Davidson has studied with "the elders of swing," including Frankie Manning, who introduced some of the first "aerials" or "air steps" in the 1930s. Though he isn't one for breaking things down into Arthur Murray diagrams, Davidson is able to help the freshmen master the basics.

It isn't just a dance routine she's imparting, as she tells a young man to watch where he flings his partner. "This is the only time, baby, you can tell a woman what to do, and she has to do it. Take advantage of it," she advises him with a smile.

But she tempers this advice by emphasizing that swing is not about gender roles but about teamwork.

Surrender to the beat

About half the students admit to some earlier instruction in social dancing, but that's not so obvious when the Lindy class begins. When applying to join the class, "Some told me outright that they were klutzes," Hayes laughs.

To be considered for the seminar, students had to write essays explaining why they wanted to study the topic. Sara Lin, a musician from Honolulu, chose the seminar over one giving an expert view from inside the Microsoft case, because "I didn't know much about dance--or about social history."
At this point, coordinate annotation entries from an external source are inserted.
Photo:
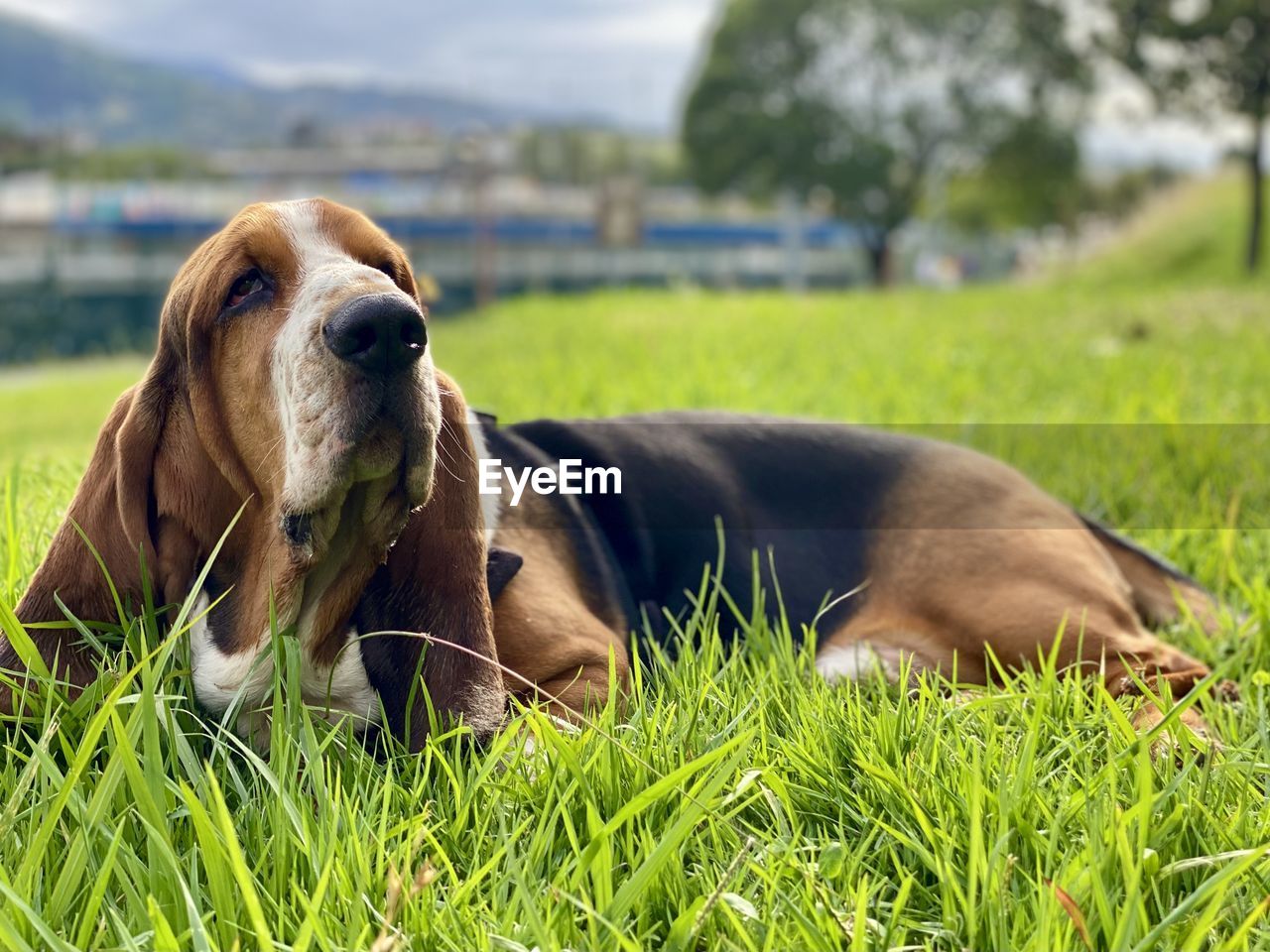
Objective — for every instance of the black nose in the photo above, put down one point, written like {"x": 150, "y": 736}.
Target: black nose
{"x": 379, "y": 333}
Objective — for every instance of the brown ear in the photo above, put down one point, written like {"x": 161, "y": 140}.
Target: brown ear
{"x": 113, "y": 508}
{"x": 435, "y": 583}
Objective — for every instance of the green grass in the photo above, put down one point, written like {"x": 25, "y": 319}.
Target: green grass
{"x": 738, "y": 802}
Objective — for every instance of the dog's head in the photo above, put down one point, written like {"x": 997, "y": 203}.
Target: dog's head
{"x": 307, "y": 350}
{"x": 293, "y": 377}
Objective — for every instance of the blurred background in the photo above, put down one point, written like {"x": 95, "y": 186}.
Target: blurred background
{"x": 567, "y": 145}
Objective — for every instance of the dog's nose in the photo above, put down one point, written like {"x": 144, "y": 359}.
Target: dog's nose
{"x": 379, "y": 333}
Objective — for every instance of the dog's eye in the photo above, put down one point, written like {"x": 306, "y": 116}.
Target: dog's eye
{"x": 246, "y": 285}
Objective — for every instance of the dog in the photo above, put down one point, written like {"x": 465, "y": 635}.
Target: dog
{"x": 294, "y": 388}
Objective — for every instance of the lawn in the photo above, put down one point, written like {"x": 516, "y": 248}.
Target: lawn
{"x": 738, "y": 802}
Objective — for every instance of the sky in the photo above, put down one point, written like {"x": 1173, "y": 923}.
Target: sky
{"x": 627, "y": 61}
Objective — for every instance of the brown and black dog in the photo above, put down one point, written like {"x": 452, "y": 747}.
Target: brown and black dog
{"x": 294, "y": 380}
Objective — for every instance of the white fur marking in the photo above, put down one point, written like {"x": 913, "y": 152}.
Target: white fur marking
{"x": 842, "y": 662}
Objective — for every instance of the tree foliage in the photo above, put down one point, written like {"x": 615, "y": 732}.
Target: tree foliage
{"x": 870, "y": 99}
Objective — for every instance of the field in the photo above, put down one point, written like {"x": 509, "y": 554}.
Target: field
{"x": 738, "y": 802}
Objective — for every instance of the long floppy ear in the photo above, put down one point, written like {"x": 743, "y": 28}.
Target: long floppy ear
{"x": 113, "y": 508}
{"x": 435, "y": 583}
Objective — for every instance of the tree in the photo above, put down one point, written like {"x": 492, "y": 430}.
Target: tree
{"x": 1205, "y": 56}
{"x": 869, "y": 99}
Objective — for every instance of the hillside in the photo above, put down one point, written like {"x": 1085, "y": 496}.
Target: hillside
{"x": 1192, "y": 234}
{"x": 54, "y": 82}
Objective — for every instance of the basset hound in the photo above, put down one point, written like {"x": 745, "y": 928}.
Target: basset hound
{"x": 294, "y": 381}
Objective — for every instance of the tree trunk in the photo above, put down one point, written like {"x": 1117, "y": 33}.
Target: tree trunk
{"x": 1257, "y": 173}
{"x": 880, "y": 264}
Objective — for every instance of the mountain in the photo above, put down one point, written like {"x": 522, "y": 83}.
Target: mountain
{"x": 53, "y": 82}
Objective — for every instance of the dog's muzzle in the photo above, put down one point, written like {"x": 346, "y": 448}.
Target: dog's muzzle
{"x": 379, "y": 334}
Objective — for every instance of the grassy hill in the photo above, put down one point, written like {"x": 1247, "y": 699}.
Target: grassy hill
{"x": 737, "y": 803}
{"x": 1192, "y": 234}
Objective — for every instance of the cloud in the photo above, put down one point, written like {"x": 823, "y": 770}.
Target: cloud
{"x": 622, "y": 59}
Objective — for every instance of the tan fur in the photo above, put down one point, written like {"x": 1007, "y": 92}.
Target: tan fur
{"x": 199, "y": 436}
{"x": 978, "y": 557}
{"x": 544, "y": 626}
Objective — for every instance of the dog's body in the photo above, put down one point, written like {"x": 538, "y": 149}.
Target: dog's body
{"x": 894, "y": 547}
{"x": 294, "y": 382}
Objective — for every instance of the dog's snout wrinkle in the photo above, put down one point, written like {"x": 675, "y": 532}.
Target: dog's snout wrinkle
{"x": 380, "y": 334}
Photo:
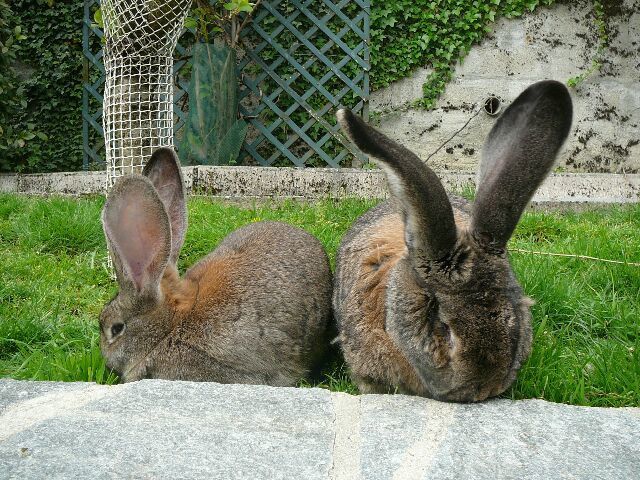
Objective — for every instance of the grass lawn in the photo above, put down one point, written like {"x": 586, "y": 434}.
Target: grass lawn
{"x": 53, "y": 283}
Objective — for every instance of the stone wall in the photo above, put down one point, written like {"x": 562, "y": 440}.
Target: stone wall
{"x": 552, "y": 43}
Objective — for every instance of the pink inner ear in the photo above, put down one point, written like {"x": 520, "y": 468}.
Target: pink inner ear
{"x": 139, "y": 238}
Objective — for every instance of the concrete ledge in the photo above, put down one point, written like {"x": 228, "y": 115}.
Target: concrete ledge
{"x": 317, "y": 183}
{"x": 161, "y": 429}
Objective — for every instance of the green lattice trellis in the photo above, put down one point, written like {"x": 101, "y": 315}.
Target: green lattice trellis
{"x": 312, "y": 57}
{"x": 302, "y": 60}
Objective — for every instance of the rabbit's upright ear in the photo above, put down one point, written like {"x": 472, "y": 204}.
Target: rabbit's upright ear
{"x": 430, "y": 230}
{"x": 163, "y": 169}
{"x": 137, "y": 228}
{"x": 517, "y": 156}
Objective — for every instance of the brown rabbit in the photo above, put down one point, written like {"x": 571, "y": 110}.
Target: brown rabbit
{"x": 425, "y": 298}
{"x": 255, "y": 310}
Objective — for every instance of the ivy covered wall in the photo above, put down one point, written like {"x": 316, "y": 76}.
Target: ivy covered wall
{"x": 47, "y": 65}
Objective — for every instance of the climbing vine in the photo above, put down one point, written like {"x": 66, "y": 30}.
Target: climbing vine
{"x": 407, "y": 34}
{"x": 603, "y": 42}
{"x": 41, "y": 81}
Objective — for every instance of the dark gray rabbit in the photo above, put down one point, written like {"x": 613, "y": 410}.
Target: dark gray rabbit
{"x": 255, "y": 310}
{"x": 425, "y": 298}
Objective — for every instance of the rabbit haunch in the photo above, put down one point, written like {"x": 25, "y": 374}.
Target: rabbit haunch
{"x": 255, "y": 310}
{"x": 425, "y": 298}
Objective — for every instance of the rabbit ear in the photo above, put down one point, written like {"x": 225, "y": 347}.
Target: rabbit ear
{"x": 137, "y": 228}
{"x": 517, "y": 156}
{"x": 163, "y": 169}
{"x": 430, "y": 230}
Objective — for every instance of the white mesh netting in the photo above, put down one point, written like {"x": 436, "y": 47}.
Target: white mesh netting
{"x": 141, "y": 36}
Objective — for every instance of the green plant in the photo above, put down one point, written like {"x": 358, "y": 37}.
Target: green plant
{"x": 603, "y": 42}
{"x": 44, "y": 108}
{"x": 586, "y": 349}
{"x": 213, "y": 133}
{"x": 14, "y": 136}
{"x": 218, "y": 18}
{"x": 407, "y": 34}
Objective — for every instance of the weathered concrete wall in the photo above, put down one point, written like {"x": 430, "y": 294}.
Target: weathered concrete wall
{"x": 552, "y": 43}
{"x": 319, "y": 183}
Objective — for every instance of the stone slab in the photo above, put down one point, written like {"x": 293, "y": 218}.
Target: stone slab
{"x": 161, "y": 429}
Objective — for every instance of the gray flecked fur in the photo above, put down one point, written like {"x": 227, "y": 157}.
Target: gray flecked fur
{"x": 425, "y": 298}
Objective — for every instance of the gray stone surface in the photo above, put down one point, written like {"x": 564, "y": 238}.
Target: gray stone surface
{"x": 319, "y": 183}
{"x": 551, "y": 43}
{"x": 160, "y": 429}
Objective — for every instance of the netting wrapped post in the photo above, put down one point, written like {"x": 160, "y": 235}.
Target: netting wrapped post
{"x": 141, "y": 36}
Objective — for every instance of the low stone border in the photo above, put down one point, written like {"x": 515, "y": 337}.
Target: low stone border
{"x": 317, "y": 183}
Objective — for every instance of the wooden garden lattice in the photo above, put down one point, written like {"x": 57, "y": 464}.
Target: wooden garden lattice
{"x": 309, "y": 57}
{"x": 302, "y": 60}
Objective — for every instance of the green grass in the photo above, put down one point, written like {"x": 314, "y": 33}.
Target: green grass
{"x": 54, "y": 281}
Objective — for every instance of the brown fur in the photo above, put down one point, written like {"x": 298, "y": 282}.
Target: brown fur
{"x": 255, "y": 310}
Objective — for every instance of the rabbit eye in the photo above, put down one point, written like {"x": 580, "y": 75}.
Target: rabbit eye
{"x": 117, "y": 329}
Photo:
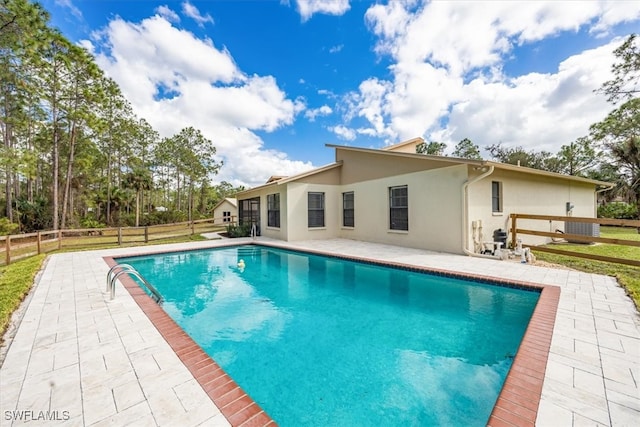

John McMath, premed from Oakland, enrolled because he loves to dance, but he never imagined there was such a lot to learn off the floor. "I've learned so much!" he says. "And the way my chem grades are looking, maybe I should change my major."

Whatever their motivation or talent, the students soon give themselves up to the pull of the music. Davidson works the room like a politician, making sure everyone--even those with two left feet--surrenders to the beat without stepping all over each other.

"You have to smile when you're doing swing," she says. And they do.